The in vivo detection of ROS was done as before (27,28). Briefly, live 30 hpf were incubated in 5 µm 2′,7′-dichlorofluorescein diacetate (DCF-DA) (Sigma-Aldrich) for 20 min at 28.5°C and washed three times for 5 min with embryo media. Fluorescence was observed under a 488 nm wavelength excitation. The ROS was expressed as percentage of control.
Significance was determined using two-way ANOVA and Holm-Sidak method of comparison were used for non-normal distributions.

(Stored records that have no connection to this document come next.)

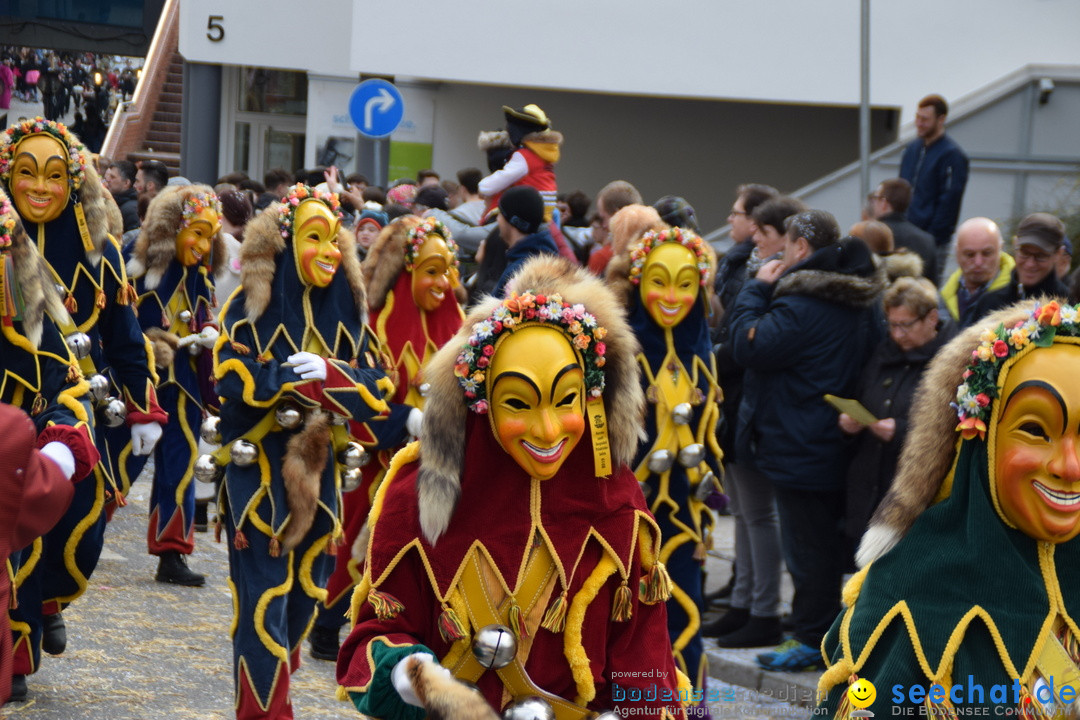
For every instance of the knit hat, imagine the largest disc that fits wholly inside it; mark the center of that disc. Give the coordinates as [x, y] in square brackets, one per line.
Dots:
[523, 207]
[676, 212]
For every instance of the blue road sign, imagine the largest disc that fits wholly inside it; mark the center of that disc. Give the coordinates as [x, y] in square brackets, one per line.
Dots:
[376, 108]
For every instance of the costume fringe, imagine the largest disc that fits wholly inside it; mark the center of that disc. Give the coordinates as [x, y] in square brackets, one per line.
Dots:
[386, 606]
[622, 609]
[656, 586]
[554, 620]
[449, 626]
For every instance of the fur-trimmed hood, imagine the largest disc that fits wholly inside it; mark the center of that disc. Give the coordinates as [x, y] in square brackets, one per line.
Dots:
[386, 259]
[932, 440]
[846, 273]
[443, 434]
[260, 255]
[156, 246]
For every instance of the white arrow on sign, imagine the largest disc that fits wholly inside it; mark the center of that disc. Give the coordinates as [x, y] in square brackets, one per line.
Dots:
[383, 102]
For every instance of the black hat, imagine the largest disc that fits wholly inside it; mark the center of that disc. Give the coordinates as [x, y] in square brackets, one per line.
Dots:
[523, 207]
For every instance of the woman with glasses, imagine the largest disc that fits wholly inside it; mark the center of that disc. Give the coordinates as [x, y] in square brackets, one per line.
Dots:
[886, 389]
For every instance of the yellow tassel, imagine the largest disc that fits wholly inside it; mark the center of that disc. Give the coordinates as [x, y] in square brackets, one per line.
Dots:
[554, 620]
[622, 609]
[386, 606]
[449, 626]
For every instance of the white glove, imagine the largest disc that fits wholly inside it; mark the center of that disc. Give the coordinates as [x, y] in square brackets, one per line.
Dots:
[400, 677]
[145, 435]
[61, 454]
[309, 366]
[413, 422]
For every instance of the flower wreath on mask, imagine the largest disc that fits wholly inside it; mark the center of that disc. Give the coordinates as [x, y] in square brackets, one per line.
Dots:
[299, 192]
[418, 235]
[652, 239]
[980, 386]
[15, 134]
[581, 327]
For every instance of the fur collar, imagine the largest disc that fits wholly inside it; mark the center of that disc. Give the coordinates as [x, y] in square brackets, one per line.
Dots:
[259, 257]
[442, 437]
[386, 259]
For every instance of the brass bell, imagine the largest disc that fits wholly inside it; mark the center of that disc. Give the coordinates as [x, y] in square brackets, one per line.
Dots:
[529, 708]
[352, 456]
[495, 646]
[79, 343]
[210, 430]
[691, 454]
[98, 388]
[351, 479]
[243, 453]
[661, 461]
[288, 416]
[682, 413]
[113, 412]
[206, 469]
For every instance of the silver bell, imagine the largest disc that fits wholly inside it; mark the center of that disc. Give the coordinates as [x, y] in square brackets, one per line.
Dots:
[210, 431]
[661, 461]
[351, 479]
[352, 456]
[113, 412]
[98, 388]
[529, 708]
[243, 453]
[79, 343]
[691, 454]
[205, 469]
[288, 416]
[495, 646]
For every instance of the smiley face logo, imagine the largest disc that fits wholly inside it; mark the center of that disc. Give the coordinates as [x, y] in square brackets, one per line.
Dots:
[862, 693]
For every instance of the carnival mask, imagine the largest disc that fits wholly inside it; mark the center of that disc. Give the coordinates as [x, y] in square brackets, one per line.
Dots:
[40, 182]
[537, 398]
[670, 283]
[314, 243]
[1036, 474]
[431, 274]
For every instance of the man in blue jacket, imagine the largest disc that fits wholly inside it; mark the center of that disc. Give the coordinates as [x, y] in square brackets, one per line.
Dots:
[937, 170]
[805, 326]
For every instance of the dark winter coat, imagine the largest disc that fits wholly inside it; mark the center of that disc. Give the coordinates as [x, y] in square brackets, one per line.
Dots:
[809, 335]
[886, 389]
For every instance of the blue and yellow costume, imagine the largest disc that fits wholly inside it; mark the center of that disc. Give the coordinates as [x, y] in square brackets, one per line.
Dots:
[664, 277]
[281, 512]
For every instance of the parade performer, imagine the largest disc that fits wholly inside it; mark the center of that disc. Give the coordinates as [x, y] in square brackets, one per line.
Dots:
[294, 363]
[511, 546]
[172, 265]
[664, 279]
[67, 213]
[409, 274]
[969, 575]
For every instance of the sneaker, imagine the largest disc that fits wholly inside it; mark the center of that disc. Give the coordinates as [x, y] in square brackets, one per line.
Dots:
[791, 656]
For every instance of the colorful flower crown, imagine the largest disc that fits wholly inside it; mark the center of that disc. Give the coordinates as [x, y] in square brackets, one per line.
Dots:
[297, 194]
[196, 204]
[12, 136]
[580, 326]
[417, 235]
[980, 386]
[652, 239]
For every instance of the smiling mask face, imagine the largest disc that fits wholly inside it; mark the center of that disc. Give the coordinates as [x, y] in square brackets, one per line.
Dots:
[314, 243]
[537, 398]
[670, 283]
[1037, 460]
[40, 182]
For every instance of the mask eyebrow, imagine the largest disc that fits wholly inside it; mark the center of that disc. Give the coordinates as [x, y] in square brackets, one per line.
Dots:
[1041, 384]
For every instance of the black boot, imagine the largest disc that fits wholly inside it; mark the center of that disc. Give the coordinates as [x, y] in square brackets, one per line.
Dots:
[53, 634]
[173, 568]
[324, 642]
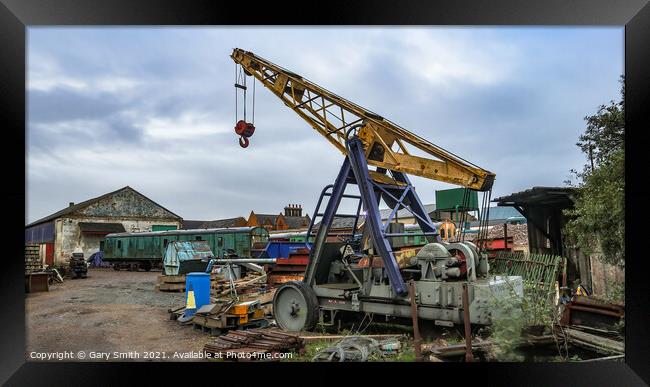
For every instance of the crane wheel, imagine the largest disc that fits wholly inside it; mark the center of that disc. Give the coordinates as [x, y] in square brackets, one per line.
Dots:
[295, 307]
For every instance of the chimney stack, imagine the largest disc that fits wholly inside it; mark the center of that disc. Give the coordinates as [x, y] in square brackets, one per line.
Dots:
[293, 210]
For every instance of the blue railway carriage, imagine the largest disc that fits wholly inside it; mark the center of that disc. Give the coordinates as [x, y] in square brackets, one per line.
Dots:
[146, 249]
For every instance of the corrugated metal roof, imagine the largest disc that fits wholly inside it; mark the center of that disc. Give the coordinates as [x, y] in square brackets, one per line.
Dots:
[101, 227]
[539, 196]
[175, 232]
[498, 213]
[78, 206]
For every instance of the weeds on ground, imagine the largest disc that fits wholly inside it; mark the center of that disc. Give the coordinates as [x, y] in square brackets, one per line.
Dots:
[513, 315]
[615, 292]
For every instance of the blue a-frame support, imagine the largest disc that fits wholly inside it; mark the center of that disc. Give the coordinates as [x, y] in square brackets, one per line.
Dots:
[402, 195]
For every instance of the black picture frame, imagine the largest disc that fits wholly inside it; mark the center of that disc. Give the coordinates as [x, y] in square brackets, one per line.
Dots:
[18, 15]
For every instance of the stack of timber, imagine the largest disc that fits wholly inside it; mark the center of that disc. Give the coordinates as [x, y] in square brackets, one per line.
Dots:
[175, 283]
[251, 283]
[33, 261]
[254, 341]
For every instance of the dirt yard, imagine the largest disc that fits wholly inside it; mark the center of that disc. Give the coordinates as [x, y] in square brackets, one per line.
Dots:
[108, 312]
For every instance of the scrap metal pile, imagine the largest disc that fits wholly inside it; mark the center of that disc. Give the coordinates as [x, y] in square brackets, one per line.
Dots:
[518, 232]
[251, 283]
[255, 341]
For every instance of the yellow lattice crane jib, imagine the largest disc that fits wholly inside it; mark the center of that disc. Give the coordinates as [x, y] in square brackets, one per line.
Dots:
[385, 143]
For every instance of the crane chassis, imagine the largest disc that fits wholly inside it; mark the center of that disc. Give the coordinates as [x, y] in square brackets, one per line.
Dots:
[369, 277]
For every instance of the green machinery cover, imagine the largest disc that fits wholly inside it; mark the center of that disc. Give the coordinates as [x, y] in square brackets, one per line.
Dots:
[452, 199]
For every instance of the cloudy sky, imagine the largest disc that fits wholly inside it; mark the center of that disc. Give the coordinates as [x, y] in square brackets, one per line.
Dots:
[154, 108]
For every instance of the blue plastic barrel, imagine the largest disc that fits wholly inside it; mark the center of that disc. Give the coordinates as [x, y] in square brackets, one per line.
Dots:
[200, 284]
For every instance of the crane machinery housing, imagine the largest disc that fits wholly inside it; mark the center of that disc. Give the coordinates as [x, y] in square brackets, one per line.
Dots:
[369, 277]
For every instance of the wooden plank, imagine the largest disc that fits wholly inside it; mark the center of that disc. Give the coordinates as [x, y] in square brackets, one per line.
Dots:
[598, 343]
[339, 337]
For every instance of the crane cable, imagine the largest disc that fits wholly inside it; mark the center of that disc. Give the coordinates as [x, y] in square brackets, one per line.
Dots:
[243, 128]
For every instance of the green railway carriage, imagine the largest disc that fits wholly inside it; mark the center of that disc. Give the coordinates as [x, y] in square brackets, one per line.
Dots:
[147, 248]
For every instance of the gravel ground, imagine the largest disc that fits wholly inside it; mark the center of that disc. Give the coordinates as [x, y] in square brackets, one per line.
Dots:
[108, 312]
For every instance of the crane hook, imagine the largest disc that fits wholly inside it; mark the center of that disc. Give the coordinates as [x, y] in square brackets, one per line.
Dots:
[243, 142]
[244, 130]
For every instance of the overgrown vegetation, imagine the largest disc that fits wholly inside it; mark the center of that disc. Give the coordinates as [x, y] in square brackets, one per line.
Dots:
[597, 222]
[514, 316]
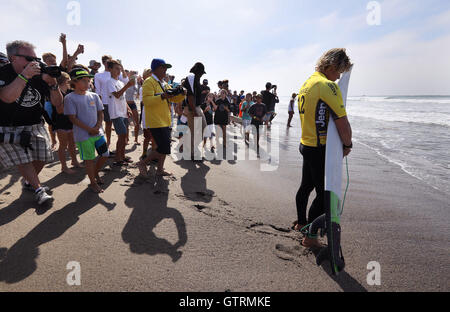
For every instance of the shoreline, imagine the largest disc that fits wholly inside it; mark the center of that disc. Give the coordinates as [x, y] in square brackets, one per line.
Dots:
[220, 226]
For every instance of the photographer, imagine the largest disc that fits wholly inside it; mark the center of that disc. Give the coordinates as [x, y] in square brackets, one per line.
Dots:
[24, 141]
[156, 97]
[194, 101]
[3, 59]
[270, 99]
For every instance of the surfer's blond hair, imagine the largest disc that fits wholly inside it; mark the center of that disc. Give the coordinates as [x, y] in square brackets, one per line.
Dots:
[337, 57]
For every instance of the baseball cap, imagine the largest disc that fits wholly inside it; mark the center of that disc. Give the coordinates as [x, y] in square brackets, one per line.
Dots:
[159, 62]
[198, 68]
[78, 73]
[3, 58]
[93, 63]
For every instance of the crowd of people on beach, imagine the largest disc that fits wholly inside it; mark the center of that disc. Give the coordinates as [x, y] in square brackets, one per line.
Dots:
[82, 105]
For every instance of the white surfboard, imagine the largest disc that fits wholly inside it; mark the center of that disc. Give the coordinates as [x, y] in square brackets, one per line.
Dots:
[334, 151]
[333, 189]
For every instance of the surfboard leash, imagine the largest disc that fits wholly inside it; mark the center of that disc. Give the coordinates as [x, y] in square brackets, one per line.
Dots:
[346, 189]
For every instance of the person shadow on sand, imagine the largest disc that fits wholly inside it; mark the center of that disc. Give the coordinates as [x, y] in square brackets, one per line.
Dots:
[20, 261]
[149, 209]
[193, 183]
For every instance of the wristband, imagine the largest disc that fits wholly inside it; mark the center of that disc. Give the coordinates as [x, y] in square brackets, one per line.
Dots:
[22, 77]
[350, 146]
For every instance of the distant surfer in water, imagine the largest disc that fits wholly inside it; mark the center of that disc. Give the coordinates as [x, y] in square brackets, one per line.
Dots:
[319, 99]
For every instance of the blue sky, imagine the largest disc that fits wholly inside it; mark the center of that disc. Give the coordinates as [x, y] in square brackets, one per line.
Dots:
[251, 42]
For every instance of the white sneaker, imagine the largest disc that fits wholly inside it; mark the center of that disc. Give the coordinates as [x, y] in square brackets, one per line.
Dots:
[27, 186]
[42, 197]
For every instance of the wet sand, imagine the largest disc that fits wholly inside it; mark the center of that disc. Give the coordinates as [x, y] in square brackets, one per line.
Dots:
[221, 225]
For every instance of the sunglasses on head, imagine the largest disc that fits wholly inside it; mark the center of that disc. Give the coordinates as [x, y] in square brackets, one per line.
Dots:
[30, 58]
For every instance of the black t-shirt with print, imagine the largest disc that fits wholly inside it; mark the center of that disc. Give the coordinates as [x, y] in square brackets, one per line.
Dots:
[203, 96]
[208, 114]
[194, 91]
[221, 115]
[257, 110]
[29, 111]
[269, 99]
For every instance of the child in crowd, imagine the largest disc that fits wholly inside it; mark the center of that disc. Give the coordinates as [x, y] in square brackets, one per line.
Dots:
[291, 109]
[246, 118]
[222, 114]
[119, 111]
[208, 109]
[257, 112]
[64, 128]
[85, 111]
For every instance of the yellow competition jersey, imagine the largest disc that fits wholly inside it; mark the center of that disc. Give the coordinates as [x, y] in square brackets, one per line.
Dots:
[317, 99]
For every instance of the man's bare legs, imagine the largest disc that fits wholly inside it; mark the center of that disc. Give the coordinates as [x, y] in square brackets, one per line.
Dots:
[30, 173]
[108, 129]
[63, 146]
[93, 169]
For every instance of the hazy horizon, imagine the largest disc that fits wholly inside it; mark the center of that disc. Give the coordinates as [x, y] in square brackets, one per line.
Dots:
[396, 45]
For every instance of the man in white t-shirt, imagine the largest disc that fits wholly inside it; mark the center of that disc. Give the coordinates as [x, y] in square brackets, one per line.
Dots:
[100, 81]
[118, 108]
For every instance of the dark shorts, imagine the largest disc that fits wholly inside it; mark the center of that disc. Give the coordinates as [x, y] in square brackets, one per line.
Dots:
[132, 105]
[106, 117]
[120, 125]
[162, 137]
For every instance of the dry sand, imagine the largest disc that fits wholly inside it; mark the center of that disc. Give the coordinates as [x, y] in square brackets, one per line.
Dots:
[218, 226]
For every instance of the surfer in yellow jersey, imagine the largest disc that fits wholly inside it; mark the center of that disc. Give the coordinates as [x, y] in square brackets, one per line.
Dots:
[319, 99]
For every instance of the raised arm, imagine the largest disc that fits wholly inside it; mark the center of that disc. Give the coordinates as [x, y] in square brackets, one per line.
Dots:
[65, 58]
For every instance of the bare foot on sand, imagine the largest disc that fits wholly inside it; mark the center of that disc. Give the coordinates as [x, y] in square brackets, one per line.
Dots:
[96, 188]
[311, 243]
[68, 171]
[142, 169]
[164, 174]
[99, 180]
[77, 165]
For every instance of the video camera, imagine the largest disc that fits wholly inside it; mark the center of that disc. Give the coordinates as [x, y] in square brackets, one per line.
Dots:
[52, 71]
[175, 91]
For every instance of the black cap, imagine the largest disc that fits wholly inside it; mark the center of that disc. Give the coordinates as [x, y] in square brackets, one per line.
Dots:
[198, 68]
[78, 73]
[3, 58]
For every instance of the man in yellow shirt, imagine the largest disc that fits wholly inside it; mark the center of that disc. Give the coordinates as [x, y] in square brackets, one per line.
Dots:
[319, 99]
[157, 115]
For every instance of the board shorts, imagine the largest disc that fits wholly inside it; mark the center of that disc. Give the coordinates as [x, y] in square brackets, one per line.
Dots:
[209, 131]
[48, 108]
[14, 154]
[121, 125]
[268, 116]
[132, 105]
[246, 124]
[162, 137]
[106, 117]
[87, 148]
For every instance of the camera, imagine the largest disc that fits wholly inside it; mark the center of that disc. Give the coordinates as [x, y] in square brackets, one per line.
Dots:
[175, 91]
[52, 71]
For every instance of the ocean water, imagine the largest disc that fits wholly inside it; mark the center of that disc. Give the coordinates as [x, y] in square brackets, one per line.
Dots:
[412, 132]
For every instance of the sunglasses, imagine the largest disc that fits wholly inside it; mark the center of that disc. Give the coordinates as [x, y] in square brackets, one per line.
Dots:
[29, 58]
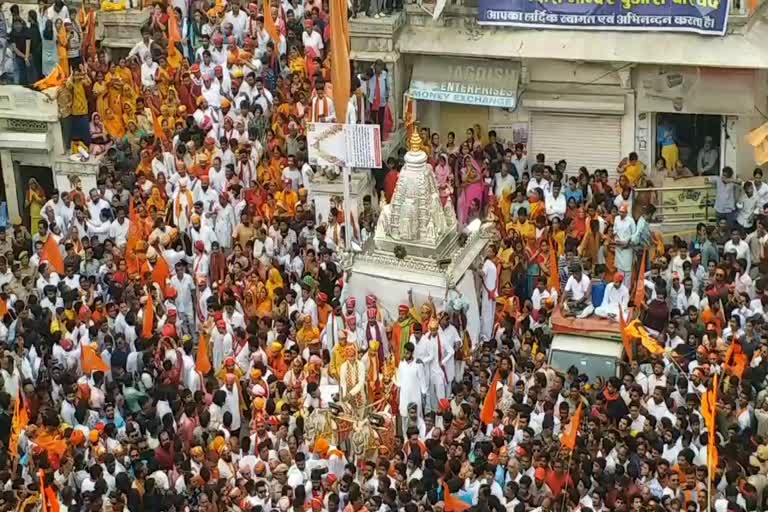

Some worm strains were provided by the CGC, which is funded by NIH Office of Research Infrastructure Programs (P40 OD010440). This research was funded by the Canadian Institute of Health Research-CIHR (G.A.R., P.D., J.A.P. and F.V.B.). C.J. is supported by CIHR and Huntington's Society of Canada fellowships. A.L. is supported by a CIHR and ALS Canada scholarship. P.D. and G.A.R. hold Canada Research Chairs. J.A.P. holds a career development award from the Fonds de recherche du Québec–Santé. F.V.B. holds a career development award from the Canadian Child Health Clinician Scientist Program (CCHCSP).
We would like to thank Dr N Sherwood for the Drosophila spastin mutant flies. We thank VDRC for Drosophila RNAi stocks.
Conflict of Interest statement. None declared.